'Ditunggu tunggu kok pada nggak nongol' tulis saya di WA pada seorang teman sambil mengunyah bakso. Saya baru saja pulang nyoblos, laper dan segera menggasak berbagai kudapan khas Indonesia yang saya beli di bazar pemilu KJRI.
'Ah males nyoblos, nanti disuruh tanda tangan surat pernyataan tidak berpaspor dua' jawab temen saya. 'Masa mau bohong bilang punya paspor cuma satu padahal punya dua, kita kan orang beragama tidak boleh bohong' lanjutnya.
'Tapi ngisi surat pernyataan itu kan optional' kilah saya.
'Tetep saja, kalau nyoblos tapi tidak tanda tangan surat pernyataan, kan bisa ditandain'. 'Siapa aja yang datang tadi, rame nggak ?'
'Lumayan rame, tapi cuma ketemu Desi dan Dina dari kelompok kita, Desi tanda tangan surat lho, padahal punya paspor dua, Dina punya paspor satu malah menolak dengan alasan melanggar privacy, jadi kalaupun nantinya ditandai sama KJRI, ya tidak akurat juga' cerita saya
'Iya tuh, aneh aneh aja KJRI' kata temen itu mengkhiri pesannya dengan emoji telapak tangan di dahi.
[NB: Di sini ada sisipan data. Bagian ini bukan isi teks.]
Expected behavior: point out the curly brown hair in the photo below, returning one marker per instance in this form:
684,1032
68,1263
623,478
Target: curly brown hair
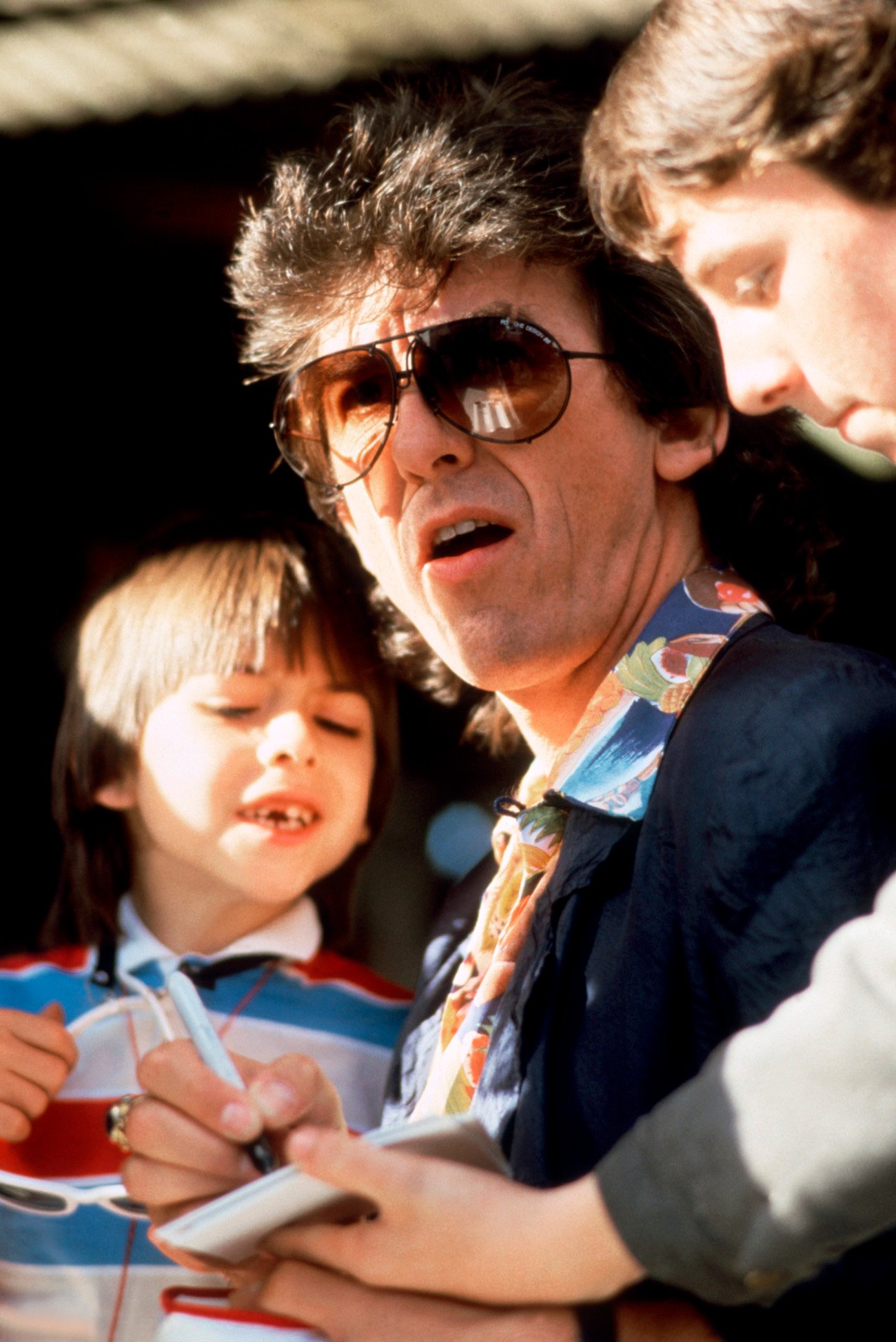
416,179
713,88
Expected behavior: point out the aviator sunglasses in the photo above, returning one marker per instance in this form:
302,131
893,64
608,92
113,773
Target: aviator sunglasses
55,1197
498,379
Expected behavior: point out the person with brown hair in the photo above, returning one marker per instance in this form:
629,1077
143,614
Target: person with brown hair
754,145
527,439
224,759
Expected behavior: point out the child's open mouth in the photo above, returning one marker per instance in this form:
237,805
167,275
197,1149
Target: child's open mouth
289,819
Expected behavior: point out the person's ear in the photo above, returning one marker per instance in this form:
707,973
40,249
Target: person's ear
690,439
119,793
344,517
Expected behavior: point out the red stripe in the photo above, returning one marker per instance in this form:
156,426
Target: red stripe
65,957
172,1303
69,1141
327,966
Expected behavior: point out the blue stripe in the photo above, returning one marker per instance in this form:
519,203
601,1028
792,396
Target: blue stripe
89,1238
323,1007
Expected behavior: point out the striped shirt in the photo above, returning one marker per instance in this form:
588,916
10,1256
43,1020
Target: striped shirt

Polemik ini membuat saya kembali merenungkan esensi Bangsa, Warganegara dan hak kewajiban yang menyertainya.
Dari sejarah bisa dibaca bahwa kewarganegara dulunya terbentuk demi adanya aksi timbal balik antara pengakuan dan perlindungan oleh perorangan dan penguasa. Warga mengakui (tunduk) pada penguasa tertentu lengkap dengan membayar pajak atau upeti, Pengusasa kemudian melindungi dan mengatur kemudahan hidup para subjeknya yang tunduk dibawah kekuasaanya. Jadi secara sederhana Warganegara dengan definsi ini cukup masuk akal dan praktis.
Proses hubungan timbal balik ini apakah adil dan bijaksana atau tidak tergantung keberadaban manusia manusia yang menjalaninya. Di jaman Warring State misalnya ketundukan warga dilakukan dengan paksa; orang kuat membentuk perkumpulan, menyerbu serta menjajah wilayah tertentu, terjadilah kerajaan, daerah kedudukan dipaksa ini itu termasuk bayar pajak dengan balasan mereka dijaga dari serbuan 'kerajaan' lain. Di abad 2000 ini umumnya pengakuan dan perlindungan ini dilakukan dengan cara demokrasi dengan batas batas hukum.
Tapi kemudian setelah era kolonialisme, PD1, PD2 dan berbagai perjanjian/persetujuan yang dilakukan oleh berbagai kekuatan pada jaman itu (Eropa dan Amerika Utara) tercetuslah antara lain tiga klausul untuk menjadi Warganegara : karena darah (turunan), karena tempat lahir dan karena naturalisasi (pemutihan).